Published on 2020-06-10

When working on a project I want my local environment to be very similar to production systems. This means that I prefer to download these databases regularly. But sometimes they are sooo huge and filled with stuff like sessions, caching I don't need. Now I must tackle this.

In this project the upstream database is multiple GBs. And I can only access it through a slow connection so it takes hours to download the thing!

My goal: sync databases from upstream to my local environment, without irrelevant and huge tables.

Step 1: Show me the big tables

Run SQL query for analysis

Thanks to: https://chartio.com/resources/tutorials/how-to-get-the-size-of-a-table-in-mysql/

SELECT

TABLE_NAME AS `Table`,

ROUND((DATA_LENGTH + INDEX_LENGTH) / 1024 / 1024) AS `Size (MB)`

FROM

information_schema.TABLES

WHERE

TABLE_SCHEMA = "database_name"

ORDER BY

(DATA_LENGTH + INDEX_LENGTH)
DESC;

Result

No doubts here: just a few tables I have to consider.

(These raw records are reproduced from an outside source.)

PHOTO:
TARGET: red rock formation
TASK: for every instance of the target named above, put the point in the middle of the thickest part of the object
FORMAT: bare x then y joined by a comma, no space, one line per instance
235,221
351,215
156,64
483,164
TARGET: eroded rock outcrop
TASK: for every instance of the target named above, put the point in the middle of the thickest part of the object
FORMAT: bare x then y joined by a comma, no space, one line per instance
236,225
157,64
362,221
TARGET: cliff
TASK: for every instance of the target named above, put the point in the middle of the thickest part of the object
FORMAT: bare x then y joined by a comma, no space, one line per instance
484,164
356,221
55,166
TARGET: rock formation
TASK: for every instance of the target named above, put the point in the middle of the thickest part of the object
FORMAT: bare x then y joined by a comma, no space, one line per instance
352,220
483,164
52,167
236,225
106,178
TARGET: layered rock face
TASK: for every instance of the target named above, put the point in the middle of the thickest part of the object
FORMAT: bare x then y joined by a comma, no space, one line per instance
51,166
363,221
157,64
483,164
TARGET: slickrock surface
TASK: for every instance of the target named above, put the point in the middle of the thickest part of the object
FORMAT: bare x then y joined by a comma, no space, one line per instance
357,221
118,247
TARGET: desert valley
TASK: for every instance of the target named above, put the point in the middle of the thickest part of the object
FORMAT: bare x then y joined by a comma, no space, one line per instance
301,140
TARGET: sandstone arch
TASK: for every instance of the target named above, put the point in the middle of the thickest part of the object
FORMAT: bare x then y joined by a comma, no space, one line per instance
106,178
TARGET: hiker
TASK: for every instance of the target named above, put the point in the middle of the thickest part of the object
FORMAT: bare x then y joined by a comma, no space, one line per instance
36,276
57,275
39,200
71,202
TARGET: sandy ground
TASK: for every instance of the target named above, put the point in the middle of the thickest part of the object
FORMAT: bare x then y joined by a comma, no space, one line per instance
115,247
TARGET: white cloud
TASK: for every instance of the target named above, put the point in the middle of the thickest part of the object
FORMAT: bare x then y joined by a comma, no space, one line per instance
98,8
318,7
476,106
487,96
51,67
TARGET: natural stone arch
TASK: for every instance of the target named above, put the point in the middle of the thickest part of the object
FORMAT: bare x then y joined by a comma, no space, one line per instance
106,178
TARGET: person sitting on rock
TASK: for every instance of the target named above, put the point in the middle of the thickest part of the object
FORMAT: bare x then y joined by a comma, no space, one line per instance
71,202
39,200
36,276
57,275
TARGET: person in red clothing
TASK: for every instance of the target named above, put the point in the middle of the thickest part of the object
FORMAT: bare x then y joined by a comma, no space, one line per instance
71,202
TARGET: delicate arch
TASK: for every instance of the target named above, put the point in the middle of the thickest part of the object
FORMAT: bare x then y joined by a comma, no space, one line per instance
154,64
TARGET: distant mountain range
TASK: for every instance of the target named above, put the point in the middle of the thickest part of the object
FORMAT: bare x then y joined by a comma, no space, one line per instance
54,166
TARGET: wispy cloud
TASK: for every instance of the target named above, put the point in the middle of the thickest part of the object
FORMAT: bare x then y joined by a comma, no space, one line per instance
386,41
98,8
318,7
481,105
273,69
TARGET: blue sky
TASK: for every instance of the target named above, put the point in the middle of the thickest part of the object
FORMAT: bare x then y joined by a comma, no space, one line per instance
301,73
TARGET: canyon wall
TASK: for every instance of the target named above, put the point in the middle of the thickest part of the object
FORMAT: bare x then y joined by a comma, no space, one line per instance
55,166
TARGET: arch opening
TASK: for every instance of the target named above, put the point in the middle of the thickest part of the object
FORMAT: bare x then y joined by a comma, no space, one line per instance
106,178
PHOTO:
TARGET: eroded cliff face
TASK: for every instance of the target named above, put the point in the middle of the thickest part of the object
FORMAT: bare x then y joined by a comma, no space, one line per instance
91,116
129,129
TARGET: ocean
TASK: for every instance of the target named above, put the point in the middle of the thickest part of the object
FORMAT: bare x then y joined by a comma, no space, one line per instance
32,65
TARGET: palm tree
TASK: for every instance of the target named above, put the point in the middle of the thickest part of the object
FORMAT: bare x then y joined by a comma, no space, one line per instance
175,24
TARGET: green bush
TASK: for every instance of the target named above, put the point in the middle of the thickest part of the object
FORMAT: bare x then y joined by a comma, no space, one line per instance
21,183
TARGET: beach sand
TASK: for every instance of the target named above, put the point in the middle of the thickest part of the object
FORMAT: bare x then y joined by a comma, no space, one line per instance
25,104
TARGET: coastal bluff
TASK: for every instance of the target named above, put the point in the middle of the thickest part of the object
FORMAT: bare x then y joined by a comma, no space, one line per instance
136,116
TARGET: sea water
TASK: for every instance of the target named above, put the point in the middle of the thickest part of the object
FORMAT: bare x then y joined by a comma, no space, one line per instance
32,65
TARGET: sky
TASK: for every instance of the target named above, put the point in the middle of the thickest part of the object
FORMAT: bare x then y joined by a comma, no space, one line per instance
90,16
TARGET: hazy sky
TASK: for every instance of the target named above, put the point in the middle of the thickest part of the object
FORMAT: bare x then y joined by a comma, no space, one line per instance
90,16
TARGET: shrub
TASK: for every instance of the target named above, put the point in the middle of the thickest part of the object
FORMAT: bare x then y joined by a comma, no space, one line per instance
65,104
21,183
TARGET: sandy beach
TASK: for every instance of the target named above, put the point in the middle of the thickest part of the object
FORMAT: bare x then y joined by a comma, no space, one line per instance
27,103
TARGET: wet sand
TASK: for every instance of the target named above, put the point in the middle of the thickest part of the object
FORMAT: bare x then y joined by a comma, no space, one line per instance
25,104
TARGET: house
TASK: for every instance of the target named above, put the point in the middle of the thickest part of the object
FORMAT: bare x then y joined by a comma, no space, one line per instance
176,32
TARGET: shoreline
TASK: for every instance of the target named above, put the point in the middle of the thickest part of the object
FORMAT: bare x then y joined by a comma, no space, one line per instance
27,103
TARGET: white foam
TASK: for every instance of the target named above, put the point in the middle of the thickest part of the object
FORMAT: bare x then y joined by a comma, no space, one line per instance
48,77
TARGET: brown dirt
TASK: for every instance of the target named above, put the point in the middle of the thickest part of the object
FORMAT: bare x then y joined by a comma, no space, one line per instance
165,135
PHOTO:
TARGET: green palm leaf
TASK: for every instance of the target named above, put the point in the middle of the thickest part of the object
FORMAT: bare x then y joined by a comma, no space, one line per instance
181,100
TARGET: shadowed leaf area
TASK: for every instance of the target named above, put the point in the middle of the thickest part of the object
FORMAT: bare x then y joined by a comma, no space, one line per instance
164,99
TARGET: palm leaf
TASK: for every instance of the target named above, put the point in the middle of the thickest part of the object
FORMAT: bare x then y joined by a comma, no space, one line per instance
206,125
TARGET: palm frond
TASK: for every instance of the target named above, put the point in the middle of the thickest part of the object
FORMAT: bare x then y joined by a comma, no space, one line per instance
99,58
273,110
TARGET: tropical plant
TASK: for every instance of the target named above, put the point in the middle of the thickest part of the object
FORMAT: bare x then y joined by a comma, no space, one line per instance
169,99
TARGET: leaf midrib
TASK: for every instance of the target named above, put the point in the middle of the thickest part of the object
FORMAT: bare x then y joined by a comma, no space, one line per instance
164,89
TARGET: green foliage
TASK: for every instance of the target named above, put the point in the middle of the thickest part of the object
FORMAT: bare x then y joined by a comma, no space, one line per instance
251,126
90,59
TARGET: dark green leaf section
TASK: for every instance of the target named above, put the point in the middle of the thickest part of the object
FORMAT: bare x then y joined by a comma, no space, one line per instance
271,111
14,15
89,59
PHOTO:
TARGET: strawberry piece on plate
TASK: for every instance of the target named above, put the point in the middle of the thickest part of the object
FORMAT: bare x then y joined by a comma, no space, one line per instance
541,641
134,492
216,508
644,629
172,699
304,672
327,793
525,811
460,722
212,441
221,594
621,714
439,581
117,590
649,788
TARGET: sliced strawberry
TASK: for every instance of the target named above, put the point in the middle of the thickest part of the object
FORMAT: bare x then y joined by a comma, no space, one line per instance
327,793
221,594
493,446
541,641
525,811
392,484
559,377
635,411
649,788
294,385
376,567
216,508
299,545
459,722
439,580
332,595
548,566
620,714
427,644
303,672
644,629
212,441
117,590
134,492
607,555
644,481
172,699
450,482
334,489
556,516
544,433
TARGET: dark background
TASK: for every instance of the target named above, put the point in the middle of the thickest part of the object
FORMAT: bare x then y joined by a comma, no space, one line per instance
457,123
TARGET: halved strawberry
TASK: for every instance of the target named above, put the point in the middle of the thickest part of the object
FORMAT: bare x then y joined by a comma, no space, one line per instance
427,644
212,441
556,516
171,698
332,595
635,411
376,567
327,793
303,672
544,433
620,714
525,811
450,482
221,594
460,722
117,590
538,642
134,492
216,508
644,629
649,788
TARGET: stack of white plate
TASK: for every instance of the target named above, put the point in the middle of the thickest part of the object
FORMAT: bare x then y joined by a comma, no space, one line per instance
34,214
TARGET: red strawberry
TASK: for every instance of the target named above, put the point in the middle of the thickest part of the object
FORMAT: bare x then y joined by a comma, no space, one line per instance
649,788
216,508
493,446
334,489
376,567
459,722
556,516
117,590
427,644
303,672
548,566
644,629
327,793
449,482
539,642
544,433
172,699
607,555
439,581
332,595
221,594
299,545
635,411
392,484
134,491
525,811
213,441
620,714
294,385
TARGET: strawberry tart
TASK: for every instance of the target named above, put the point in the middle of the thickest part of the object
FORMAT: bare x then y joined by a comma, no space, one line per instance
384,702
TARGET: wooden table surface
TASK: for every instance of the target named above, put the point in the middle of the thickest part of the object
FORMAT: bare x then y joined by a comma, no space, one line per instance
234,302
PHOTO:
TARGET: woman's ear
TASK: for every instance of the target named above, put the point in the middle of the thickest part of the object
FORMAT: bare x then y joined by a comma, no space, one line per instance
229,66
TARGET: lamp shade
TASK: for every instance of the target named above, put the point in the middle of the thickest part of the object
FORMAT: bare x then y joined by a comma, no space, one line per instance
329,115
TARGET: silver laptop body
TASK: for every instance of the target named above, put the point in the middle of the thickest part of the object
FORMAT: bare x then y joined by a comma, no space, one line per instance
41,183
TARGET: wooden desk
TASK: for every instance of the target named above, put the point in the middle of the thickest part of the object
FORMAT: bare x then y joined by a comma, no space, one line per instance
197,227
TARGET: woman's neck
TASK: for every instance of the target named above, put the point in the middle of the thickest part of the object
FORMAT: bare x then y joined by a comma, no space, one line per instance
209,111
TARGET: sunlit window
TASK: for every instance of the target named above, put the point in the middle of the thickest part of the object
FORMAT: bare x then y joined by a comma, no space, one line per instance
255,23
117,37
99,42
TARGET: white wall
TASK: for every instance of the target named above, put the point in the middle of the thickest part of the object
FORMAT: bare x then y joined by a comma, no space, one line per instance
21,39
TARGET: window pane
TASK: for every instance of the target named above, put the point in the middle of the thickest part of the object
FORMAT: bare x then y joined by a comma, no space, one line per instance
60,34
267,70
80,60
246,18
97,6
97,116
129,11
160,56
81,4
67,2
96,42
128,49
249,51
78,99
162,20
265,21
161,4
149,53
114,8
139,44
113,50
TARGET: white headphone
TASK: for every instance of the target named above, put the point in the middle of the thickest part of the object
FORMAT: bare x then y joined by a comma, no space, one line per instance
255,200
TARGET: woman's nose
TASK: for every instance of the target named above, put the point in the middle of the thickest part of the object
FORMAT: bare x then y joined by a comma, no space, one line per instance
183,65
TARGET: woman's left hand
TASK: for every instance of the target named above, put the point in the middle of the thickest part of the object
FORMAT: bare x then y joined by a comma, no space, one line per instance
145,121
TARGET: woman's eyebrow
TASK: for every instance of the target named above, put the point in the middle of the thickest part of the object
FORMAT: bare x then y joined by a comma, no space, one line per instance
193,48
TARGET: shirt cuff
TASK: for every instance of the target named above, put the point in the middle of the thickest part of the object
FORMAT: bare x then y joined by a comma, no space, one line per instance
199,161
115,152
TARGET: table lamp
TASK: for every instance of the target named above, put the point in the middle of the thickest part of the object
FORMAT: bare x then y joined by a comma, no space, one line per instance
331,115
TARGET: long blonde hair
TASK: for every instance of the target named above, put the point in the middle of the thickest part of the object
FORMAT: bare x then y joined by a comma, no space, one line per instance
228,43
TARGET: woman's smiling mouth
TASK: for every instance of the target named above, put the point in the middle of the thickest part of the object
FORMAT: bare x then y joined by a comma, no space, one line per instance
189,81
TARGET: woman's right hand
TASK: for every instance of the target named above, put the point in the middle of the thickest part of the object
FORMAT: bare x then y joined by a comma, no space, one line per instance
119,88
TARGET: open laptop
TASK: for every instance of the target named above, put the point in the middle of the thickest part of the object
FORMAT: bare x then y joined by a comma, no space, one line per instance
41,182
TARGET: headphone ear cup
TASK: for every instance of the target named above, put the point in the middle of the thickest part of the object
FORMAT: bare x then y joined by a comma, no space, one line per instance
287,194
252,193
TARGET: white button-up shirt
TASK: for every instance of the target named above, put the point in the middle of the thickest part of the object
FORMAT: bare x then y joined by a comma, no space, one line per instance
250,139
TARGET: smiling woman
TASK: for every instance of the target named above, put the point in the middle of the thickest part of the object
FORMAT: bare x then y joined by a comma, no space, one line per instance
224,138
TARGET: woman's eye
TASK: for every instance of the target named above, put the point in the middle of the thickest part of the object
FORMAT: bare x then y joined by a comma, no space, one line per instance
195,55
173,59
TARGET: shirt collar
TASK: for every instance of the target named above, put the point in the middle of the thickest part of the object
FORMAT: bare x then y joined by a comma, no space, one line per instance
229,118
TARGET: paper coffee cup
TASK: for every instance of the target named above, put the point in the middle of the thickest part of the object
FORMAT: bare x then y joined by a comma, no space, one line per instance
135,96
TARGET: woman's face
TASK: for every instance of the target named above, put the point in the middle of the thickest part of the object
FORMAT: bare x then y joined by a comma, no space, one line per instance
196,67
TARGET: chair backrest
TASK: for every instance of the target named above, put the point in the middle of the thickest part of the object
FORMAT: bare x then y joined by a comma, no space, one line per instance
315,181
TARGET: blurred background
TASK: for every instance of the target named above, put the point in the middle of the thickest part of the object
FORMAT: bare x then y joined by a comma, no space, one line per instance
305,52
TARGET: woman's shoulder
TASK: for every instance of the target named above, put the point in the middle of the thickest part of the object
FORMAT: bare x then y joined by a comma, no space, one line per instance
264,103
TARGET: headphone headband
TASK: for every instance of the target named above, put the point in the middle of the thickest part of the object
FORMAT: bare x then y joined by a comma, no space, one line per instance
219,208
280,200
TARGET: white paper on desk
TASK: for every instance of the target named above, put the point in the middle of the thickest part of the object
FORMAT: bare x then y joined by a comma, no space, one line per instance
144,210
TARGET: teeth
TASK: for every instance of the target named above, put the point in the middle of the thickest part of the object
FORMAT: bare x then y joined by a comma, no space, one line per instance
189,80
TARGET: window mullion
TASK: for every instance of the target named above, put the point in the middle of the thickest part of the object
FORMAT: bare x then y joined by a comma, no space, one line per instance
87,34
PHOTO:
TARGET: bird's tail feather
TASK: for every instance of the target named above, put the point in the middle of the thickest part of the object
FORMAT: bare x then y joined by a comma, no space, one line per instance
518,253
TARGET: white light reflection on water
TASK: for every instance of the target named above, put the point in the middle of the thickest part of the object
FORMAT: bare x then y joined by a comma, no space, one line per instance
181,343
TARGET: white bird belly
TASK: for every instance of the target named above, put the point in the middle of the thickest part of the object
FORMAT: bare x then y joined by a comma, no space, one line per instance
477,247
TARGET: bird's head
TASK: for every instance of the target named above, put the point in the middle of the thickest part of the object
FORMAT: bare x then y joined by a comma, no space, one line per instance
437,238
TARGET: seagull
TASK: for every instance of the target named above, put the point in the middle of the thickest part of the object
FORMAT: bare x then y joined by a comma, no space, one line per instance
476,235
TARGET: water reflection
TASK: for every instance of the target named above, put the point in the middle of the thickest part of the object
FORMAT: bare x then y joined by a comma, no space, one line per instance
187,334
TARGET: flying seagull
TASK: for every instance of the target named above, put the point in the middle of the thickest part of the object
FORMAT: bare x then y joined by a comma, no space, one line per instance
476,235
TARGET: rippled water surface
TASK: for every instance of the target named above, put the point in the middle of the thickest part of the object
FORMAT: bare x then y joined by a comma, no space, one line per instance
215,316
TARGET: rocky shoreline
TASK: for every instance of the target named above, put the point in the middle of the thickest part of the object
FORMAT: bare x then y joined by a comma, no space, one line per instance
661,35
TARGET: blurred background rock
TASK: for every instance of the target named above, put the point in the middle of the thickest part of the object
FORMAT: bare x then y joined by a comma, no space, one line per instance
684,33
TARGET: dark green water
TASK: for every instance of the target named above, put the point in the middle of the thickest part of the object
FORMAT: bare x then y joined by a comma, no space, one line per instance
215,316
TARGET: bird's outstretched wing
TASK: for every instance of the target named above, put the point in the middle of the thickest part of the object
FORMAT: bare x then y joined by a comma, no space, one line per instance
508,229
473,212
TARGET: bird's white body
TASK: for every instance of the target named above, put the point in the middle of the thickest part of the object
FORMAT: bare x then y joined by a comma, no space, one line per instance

Step 2: Create a script that downloads the full database, without specific tables

So I use SequelPro on MacOs. In the sql-export interface I can choose per table to:

Include Schema (column S)
Include Content (column C)
Include DROP-TABLE (column D)

What is appropriate to do? I am gonna select all tables, but uncheck 'content' in the export-interface.

I am doing this for all tables that are too big for me to download or irrelevant. In this case 'watchdog' and all cache tables.

Save export-settings so you can re-use them again

This is a feature in SequelPro. On the export-dialog right-top there is a 'save' functionality.

Step 3: import on my local database

Yes I am a happy man now. The export went well. I took just a few minutes (goes through a bunch of ssh-tunnels).
The export-file (.sql.gz) was just 1.6 MB in size and not multiple GB.
The import went extremly fast (seconds). And it also created the cache tables and watchdog tables, but empty (perfectly fine).